Em dezembro, ele foi escalado para liderar a campanha dos governistas às eleições gerais de 2014 — um novo teste ao trânsito político do herdeiro dos Gandhi. No último grande pleito para os parlamentos regio­nais, no começo de 2012, ele centrou os esforços na província de Uttar Pradesh, com quase 200 milhões de habitantes. Ao final da contagem dos votos, seu partido foi o quarto colocado.

"Rahul terá de superar suas defi­ciên­cias para emergir como uma figura que deve ser levada a sério. Não basta ser um sucessor da dinastia Gandhi", diz a jornalista Aarthi Ramachandran, autora da bio­grafia não autorizada Decoding Rahul ("Interpretando Rahul", numa tradução livre).

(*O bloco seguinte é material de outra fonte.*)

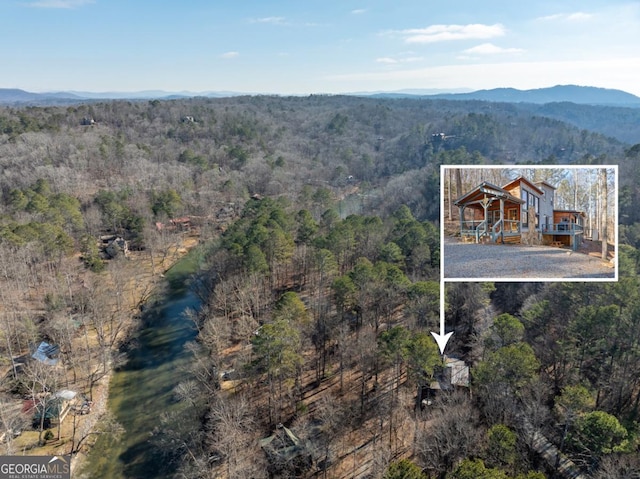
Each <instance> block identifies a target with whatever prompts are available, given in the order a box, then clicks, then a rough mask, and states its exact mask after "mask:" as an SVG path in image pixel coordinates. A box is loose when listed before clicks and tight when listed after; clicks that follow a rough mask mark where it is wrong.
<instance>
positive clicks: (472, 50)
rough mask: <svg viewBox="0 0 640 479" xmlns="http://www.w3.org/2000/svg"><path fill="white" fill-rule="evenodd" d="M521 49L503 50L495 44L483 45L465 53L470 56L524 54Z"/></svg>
mask: <svg viewBox="0 0 640 479" xmlns="http://www.w3.org/2000/svg"><path fill="white" fill-rule="evenodd" d="M522 52H524V50H522V49H521V48H502V47H499V46H497V45H494V44H493V43H483V44H481V45H477V46H475V47H472V48H467V49H466V50H464V53H467V54H469V55H500V54H504V53H522Z"/></svg>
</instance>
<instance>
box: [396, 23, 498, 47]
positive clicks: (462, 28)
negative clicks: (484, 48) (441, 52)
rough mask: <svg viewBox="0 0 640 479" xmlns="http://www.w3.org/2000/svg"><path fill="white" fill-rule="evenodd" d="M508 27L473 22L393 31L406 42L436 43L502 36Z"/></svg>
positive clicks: (414, 28)
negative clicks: (463, 24)
mask: <svg viewBox="0 0 640 479" xmlns="http://www.w3.org/2000/svg"><path fill="white" fill-rule="evenodd" d="M505 32H506V29H505V28H504V26H503V25H501V24H499V23H496V24H494V25H483V24H478V23H472V24H468V25H431V26H429V27H426V28H412V29H407V30H399V31H393V32H391V33H392V34H399V35H401V36H403V37H404V41H405V42H406V43H436V42H447V41H452V40H474V39H475V40H477V39H487V38H495V37H501V36H503V35H504V34H505Z"/></svg>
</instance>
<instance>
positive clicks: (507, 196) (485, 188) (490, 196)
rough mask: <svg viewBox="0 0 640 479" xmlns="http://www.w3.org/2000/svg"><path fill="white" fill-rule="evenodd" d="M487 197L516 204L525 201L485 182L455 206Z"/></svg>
mask: <svg viewBox="0 0 640 479" xmlns="http://www.w3.org/2000/svg"><path fill="white" fill-rule="evenodd" d="M485 195H487V196H489V197H494V198H504V199H506V200H509V201H512V202H515V203H524V201H523V200H521V199H520V198H516V197H515V196H513V195H511V193H509V192H508V191H507V190H505V189H504V188H500V187H499V186H496V185H493V184H491V183H488V182H486V181H483V182H482V183H480V184H479V185H478V186H476V187H475V188H474V189H472V190H471V191H469V192H468V193H465V194H464V195H462V196H461V197H460V198H458V199H457V200H456V201H454V203H453V204H454V205H461V204H467V203H470V202H472V201H478V200H481V199H482V198H483V197H484V196H485Z"/></svg>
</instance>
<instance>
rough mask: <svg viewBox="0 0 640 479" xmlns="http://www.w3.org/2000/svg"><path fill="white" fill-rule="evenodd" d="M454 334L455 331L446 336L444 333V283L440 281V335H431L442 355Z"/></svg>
mask: <svg viewBox="0 0 640 479" xmlns="http://www.w3.org/2000/svg"><path fill="white" fill-rule="evenodd" d="M452 334H453V331H450V332H448V333H446V334H445V332H444V281H442V280H440V334H438V333H434V332H433V331H431V335H432V336H433V337H434V339H435V340H436V343H438V348H440V354H444V348H446V347H447V342H448V341H449V338H450V337H451V335H452Z"/></svg>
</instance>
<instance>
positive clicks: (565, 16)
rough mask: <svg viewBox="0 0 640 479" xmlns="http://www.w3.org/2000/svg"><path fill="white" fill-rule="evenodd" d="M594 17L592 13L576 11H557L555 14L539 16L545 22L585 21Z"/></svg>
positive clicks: (540, 19)
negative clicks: (544, 15) (556, 12)
mask: <svg viewBox="0 0 640 479" xmlns="http://www.w3.org/2000/svg"><path fill="white" fill-rule="evenodd" d="M591 18H593V15H592V14H591V13H584V12H574V13H555V14H553V15H547V16H545V17H539V18H538V20H542V21H545V22H554V21H561V22H584V21H587V20H590V19H591Z"/></svg>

A falta de aptidão de Rahul não é o único problema da família. O genro de Sonia Gandhi, Robert Vadra, é acusado de enriquecimento ilícito com investimentos imobiliários. Segundo a imprensa local, o patrimônio dele teria aumentado de 100.000 para 55 milhões de dólares em apenas quatro anos. 

Enquanto a dinastia Gandhi debate sobre seu futuro, a economia da Índia está desacelerando diante da crise europeia e do menor crescimento da China. O modelo que permitiu à Índia crescer acima de 6% ao ano desde 2002 dá sinais de fraqueza. Sem reformas importantes há quase 20 anos, o país continua convivendo com uma burocracia monstruosa e uma péssima infraestrutura — ruim até em comparação com a brasileira.

No ano passado, a Índia foi protagonista do maior blecaute da história da humanidade. Mais de 600 milhões de pessoas ficaram quase três dias sem energia. São desse naipe os problemas à espera do próximo primeiro-ministro indiano. Quanto mais os indianos se debruçam sobre os desafios à frente, mais ficam com a impressão de que os Gandhi não estão mais à altura do cargo.